The floor for useful local coding assistance is lower than people assume. A machine with a 16GB GPU (an RTX 4080 or 4060 Ti 16GB) can run Qwen2.5-Coder-14B at Q4 quantization comfortably. That's a real coding model producing real results. The 7B variants run on almost anything, fitting in under 10GB of VRAM at Q4_K_M.

Quality scales with hardware, but 'genuinely useful' starts well below a high-end rig. The conversation tends to anchor on high-end setups because those are the people writing the posts. Don't let that set your expectations for the minimum viable configuration.

The honest answer to the HN question

Yes, local models can replace Claude and GPT for daily coding, with a clear-eyed understanding of where they can't. The majority of routine coding assistance tasks fall within what local models handle well today. The tasks that still benefit from frontier model quality are real but narrower than the general conversation suggests.

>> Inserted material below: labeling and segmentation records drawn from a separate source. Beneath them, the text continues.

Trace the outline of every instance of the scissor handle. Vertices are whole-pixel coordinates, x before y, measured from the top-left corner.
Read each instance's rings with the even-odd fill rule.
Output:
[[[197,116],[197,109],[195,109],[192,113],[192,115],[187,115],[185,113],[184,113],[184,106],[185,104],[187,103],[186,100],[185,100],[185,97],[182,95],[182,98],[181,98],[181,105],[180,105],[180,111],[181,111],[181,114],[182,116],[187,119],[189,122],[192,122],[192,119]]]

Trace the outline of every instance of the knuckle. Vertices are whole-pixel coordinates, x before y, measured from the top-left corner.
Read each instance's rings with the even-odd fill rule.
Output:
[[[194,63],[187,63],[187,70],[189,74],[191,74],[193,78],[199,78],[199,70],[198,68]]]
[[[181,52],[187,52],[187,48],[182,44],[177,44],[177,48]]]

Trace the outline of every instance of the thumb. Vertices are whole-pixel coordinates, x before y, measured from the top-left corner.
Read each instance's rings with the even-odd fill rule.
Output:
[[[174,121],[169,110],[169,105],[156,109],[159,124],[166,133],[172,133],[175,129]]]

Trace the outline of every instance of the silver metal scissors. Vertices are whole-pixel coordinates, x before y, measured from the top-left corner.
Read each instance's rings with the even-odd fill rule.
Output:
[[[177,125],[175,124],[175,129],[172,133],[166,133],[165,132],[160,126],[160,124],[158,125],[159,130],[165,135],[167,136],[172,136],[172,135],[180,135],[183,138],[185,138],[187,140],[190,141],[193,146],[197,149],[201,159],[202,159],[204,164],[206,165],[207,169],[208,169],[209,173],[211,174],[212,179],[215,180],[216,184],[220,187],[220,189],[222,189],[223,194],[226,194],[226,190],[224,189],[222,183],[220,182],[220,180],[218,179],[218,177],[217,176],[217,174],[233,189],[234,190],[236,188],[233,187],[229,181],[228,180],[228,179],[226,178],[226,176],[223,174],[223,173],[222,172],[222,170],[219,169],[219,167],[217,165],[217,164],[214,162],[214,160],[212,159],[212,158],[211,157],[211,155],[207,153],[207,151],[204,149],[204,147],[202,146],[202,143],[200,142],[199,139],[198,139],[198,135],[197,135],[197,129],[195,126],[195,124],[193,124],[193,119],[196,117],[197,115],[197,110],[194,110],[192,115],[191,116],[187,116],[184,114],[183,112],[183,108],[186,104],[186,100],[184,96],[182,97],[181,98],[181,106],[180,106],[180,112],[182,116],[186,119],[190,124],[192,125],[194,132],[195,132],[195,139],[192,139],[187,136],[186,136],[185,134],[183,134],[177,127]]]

'Local instead of cloud' is the wrong frame. Build a setup where local is the default, understand the specific cases where frontier model quality is worth the API cost and privacy tradeoff, and switch deliberately rather than defaulting to cloud for everything because it's the path of least resistance.

The multi-file reasoning gap that currently pushes me to Claude is the thing worth watching most closely. Open weights coding models have improved faster than expected over the past year, and it wouldn't be surprising if the next generation of 32B models closes it enough to change the calculus. Qwen2.5-Coder turned out to be better than most people anticipated when it launched, so any predictions about the next generation are worth holding loosely.

If you've hit the multi-file reasoning ceiling with a local model and found a workflow that helps (better context management, a different model, something in the Continue config), I'd genuinely like to know. That's the gap I haven't solved cleanly yet.